Our study has some limitations too. First, the 93 (8%) respondents that had non-corresponding answers on gender, age, and education between T1 and T2 and/or spent less than 1 min to finish the questionnaire were included in the analysis. Including these respondents in the study might have affected the reliability of the results, even though we found no significant difference in the distribution of their responses on the EQ-5D-5L, and reworded QOLIBRI-OS compared to the rest. Second, the data were collected through the internet. The disadvantages related to web-based questionnaires include sampling issues and response rate [36]. Thirdly, the time interval between T1 and T2 in our studies was six months, which could allow for true health changes to occur [37]. Moreover, season variations have an impact on physical and mental health of a population [38]. These factors may have affected the test–retest reliability of the EQ-5D-5L, and reworded QOLIBRI-OS found in our study, they could also explain the significant differences of test–retest reliability between countries. Two weeks is generally considered the most appropriate time interval to investigate test–retest reliability [39], but no evidence has been found against longer time intervals. We sampled from the general population which is generally healthy and stable, and we excluded respondents who experienced a change in chronic health status from T1 to T2. We, therefore, believe that the time interval used in our study does not jeopardize the results on test–retest reliability. Finally, the use of monetary incentives may decrease response bias by design, but it may also increase response bias when accepting an incentive is correlated with education [40] and race [41]. In our study, the sample at T1 is designed to represent the socio-demographic of the general population. We are thus less worried about the bias induced by monetary incentives.

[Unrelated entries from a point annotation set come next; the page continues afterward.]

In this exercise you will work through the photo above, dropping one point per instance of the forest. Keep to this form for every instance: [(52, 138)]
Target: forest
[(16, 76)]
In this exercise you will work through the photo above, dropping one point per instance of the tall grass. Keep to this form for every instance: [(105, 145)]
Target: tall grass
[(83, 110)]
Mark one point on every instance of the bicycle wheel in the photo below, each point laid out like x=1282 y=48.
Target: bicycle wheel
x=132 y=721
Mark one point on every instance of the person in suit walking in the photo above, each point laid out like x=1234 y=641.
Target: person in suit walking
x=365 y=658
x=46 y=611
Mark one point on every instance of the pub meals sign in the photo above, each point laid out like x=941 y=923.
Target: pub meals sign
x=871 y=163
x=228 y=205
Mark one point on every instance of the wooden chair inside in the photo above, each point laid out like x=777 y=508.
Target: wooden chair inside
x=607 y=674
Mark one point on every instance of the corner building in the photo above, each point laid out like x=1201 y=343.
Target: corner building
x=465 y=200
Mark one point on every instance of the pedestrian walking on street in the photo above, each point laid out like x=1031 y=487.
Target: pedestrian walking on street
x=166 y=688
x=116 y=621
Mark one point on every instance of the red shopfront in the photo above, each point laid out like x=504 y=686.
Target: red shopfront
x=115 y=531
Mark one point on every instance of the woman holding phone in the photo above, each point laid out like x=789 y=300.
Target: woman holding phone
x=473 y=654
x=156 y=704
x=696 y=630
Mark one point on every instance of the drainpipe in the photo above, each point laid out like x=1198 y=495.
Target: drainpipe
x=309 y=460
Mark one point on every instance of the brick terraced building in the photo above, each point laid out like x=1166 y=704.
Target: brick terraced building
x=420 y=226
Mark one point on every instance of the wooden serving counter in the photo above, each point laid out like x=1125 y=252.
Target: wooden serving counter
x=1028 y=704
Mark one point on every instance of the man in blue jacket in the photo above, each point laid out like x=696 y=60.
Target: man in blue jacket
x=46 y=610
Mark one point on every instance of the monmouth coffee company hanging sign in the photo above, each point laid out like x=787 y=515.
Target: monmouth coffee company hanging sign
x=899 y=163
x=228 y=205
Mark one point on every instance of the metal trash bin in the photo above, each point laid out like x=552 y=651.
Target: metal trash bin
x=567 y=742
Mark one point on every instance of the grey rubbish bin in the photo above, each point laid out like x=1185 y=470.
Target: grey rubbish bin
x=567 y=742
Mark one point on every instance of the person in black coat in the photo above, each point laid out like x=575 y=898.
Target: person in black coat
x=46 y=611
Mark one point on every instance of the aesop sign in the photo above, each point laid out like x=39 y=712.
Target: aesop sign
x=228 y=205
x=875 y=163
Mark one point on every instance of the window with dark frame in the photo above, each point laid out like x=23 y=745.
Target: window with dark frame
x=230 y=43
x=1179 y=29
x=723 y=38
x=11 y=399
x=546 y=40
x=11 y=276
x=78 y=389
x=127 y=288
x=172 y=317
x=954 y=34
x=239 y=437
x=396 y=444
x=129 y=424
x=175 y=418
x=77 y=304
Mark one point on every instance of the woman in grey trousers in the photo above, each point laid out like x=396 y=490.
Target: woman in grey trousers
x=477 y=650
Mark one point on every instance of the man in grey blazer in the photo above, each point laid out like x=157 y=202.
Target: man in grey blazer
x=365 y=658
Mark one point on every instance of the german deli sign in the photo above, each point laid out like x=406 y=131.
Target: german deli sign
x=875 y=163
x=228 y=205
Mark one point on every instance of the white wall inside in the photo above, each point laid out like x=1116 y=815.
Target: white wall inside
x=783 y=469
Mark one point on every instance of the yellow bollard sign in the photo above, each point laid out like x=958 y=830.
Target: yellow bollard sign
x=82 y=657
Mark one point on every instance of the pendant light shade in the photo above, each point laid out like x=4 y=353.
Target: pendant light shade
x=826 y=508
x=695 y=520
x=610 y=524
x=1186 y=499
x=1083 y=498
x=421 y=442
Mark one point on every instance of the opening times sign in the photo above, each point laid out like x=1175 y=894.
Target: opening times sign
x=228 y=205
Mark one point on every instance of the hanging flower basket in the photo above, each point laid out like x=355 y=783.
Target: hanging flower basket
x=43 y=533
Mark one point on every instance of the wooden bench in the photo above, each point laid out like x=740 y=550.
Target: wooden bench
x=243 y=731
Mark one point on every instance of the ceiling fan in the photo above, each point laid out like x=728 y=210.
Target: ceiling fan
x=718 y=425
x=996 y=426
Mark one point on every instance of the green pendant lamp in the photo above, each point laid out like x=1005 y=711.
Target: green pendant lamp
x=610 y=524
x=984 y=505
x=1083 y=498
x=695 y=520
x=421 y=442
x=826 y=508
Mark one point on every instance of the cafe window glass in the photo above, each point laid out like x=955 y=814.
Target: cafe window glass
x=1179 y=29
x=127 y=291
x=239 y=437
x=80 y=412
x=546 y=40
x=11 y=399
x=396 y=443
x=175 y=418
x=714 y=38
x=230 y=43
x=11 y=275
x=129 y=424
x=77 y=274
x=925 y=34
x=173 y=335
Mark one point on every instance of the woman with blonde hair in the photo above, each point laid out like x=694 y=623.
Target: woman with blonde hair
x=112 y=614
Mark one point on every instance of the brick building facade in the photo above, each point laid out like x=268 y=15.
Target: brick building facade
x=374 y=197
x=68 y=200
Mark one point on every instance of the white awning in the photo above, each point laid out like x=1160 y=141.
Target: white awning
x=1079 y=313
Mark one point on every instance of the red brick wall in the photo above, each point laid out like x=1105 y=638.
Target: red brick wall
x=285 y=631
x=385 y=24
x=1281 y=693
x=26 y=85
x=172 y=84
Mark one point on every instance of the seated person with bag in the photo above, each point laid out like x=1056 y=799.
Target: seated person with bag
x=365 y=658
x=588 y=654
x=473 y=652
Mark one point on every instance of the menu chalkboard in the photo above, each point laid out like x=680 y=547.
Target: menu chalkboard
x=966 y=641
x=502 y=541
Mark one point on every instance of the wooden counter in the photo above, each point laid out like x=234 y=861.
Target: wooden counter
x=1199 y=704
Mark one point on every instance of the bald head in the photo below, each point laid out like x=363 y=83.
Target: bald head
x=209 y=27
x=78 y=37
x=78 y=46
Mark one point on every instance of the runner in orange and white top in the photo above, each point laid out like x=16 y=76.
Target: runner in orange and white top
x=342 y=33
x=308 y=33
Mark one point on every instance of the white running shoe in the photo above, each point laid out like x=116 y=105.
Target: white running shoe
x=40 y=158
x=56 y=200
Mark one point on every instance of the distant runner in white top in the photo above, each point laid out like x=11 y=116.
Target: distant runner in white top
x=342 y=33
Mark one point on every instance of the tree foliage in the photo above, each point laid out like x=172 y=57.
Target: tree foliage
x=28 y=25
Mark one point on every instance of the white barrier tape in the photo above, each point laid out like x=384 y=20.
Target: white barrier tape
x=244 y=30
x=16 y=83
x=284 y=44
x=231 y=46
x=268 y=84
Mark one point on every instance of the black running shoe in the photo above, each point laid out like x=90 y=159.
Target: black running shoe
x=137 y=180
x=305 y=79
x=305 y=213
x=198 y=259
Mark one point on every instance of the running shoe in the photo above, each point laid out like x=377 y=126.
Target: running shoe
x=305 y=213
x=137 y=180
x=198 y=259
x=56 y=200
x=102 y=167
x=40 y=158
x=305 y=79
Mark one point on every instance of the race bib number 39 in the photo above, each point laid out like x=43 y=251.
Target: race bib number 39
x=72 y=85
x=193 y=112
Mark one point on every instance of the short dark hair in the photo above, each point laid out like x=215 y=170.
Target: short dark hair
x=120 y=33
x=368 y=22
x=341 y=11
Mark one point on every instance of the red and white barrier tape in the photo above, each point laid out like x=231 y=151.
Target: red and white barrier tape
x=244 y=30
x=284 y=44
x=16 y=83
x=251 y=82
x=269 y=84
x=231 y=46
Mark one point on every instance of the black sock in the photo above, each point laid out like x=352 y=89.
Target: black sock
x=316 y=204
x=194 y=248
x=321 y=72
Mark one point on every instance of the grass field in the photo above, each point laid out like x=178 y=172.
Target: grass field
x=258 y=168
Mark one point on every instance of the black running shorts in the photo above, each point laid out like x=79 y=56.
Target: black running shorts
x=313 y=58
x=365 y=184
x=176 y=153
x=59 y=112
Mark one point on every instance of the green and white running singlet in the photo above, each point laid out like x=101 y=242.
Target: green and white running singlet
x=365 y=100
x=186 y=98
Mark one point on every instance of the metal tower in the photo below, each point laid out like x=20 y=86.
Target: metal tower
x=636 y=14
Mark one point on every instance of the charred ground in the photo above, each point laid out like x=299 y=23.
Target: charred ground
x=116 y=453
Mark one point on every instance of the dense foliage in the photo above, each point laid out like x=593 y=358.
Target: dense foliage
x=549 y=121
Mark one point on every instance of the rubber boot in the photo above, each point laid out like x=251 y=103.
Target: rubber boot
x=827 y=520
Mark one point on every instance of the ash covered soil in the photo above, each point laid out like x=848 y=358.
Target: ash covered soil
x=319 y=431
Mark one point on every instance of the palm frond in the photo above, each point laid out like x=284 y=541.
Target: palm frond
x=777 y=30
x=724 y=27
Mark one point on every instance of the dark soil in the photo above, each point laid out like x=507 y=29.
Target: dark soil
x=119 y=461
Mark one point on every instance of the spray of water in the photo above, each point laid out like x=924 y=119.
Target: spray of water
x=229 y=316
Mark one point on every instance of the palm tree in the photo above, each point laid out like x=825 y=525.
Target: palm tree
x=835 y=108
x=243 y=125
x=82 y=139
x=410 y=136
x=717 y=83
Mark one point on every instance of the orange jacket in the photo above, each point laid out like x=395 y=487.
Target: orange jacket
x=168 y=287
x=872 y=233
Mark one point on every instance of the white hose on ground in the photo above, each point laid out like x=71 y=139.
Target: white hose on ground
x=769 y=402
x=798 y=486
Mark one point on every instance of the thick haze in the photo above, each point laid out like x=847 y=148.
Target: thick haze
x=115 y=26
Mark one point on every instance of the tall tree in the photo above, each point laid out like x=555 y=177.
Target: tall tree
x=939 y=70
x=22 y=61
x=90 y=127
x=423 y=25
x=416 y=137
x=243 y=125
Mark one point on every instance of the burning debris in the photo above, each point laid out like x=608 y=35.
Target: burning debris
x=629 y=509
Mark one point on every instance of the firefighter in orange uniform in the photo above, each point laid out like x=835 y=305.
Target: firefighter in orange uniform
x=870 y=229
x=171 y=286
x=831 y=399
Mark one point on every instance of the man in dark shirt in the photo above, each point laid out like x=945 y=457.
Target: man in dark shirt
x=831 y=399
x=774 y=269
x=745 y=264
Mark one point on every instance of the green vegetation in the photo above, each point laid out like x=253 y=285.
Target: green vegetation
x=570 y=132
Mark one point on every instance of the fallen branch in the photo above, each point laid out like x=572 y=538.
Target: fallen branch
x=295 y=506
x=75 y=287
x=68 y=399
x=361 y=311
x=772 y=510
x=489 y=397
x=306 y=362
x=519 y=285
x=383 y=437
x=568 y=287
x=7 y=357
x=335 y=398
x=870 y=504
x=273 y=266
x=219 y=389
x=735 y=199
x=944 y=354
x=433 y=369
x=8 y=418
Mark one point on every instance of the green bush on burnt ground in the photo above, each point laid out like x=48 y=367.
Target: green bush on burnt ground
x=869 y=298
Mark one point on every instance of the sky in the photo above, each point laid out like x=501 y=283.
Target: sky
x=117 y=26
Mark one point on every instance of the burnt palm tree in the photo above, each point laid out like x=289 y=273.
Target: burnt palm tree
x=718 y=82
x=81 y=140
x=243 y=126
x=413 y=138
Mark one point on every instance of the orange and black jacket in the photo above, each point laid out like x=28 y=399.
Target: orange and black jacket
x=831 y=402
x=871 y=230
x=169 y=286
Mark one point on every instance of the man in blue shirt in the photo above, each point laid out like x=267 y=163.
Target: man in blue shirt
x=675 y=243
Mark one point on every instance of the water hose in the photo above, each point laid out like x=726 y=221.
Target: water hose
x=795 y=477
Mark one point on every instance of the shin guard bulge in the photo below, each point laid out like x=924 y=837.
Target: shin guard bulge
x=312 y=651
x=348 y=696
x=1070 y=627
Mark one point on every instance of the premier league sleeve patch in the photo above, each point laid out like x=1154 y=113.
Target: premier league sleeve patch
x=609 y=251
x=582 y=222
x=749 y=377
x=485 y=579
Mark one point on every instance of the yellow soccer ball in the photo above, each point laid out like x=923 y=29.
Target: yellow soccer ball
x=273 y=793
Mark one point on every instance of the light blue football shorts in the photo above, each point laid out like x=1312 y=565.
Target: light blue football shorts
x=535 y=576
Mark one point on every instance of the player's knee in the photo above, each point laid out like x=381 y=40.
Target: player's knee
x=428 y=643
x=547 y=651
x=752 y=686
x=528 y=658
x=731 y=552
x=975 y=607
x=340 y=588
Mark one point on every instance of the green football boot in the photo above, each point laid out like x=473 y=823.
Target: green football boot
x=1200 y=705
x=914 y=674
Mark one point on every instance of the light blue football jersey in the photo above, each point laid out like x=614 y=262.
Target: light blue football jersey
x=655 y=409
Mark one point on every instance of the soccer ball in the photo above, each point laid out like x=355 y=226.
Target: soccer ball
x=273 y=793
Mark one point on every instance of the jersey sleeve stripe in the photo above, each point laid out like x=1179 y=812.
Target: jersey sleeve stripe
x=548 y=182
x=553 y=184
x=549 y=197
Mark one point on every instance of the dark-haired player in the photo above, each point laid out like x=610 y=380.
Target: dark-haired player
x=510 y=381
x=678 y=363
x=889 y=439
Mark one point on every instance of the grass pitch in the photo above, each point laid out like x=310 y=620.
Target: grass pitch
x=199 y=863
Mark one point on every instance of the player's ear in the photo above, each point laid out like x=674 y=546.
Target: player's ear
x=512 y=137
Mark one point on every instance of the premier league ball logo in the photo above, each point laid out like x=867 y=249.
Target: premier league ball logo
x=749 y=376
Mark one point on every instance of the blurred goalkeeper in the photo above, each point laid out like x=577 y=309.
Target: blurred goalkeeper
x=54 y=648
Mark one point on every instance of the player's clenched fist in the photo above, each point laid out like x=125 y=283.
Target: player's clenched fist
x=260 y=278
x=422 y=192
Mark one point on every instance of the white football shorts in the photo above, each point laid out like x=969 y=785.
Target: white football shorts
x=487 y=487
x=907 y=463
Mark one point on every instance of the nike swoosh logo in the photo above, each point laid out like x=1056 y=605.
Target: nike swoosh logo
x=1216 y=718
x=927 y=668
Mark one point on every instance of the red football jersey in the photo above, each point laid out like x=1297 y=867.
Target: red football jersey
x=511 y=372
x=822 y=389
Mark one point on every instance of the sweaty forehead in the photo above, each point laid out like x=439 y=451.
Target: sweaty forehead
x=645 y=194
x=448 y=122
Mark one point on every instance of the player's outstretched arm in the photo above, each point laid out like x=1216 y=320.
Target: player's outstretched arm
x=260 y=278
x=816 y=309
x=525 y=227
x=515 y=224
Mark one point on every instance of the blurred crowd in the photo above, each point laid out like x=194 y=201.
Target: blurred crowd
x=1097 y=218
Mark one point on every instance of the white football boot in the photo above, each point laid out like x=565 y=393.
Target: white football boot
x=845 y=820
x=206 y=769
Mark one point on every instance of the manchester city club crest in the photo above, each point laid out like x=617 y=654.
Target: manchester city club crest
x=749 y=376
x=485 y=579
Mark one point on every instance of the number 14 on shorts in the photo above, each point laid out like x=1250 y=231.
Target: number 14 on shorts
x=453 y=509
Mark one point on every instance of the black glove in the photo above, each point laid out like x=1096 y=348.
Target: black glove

It is also worth noticing that using the EQ-5D-5L summary index and the reworded QOLIBRI-OS level sum score comes with some limitations too. Firstly, we used the value set for EQ-5D-5L of the UK for Italy because that of Italy was not available, different results might be produced using a different value set. Secondly, the reworded QOLIBRI-OS level sum score summary score with equal weight of each item. The use of equal weights means that each dimension is given equal importance in value judgement, which is not necessarily the case in different populations. However, no value set is available for the reworded QOLIBRI-OS yet.

Conclusions

Test–retest reliability of the EQ-5D-5L, administered via a web-based questionnaire in general population samples from Italy, the Netherlands, and the UK, was substantial to almost perfect for the EQ-5D-5L dimensions, good for EQ-5D-5L summary index, and moderate for the EQ VAS. However, test–retest reliability was less satisfactory for the reworded QOLIBRI-OS. This indicates that the web-based EQ-5D-5L is a reliable instrument for the general population, but further research of the reworded QOLIBRI-OS is required.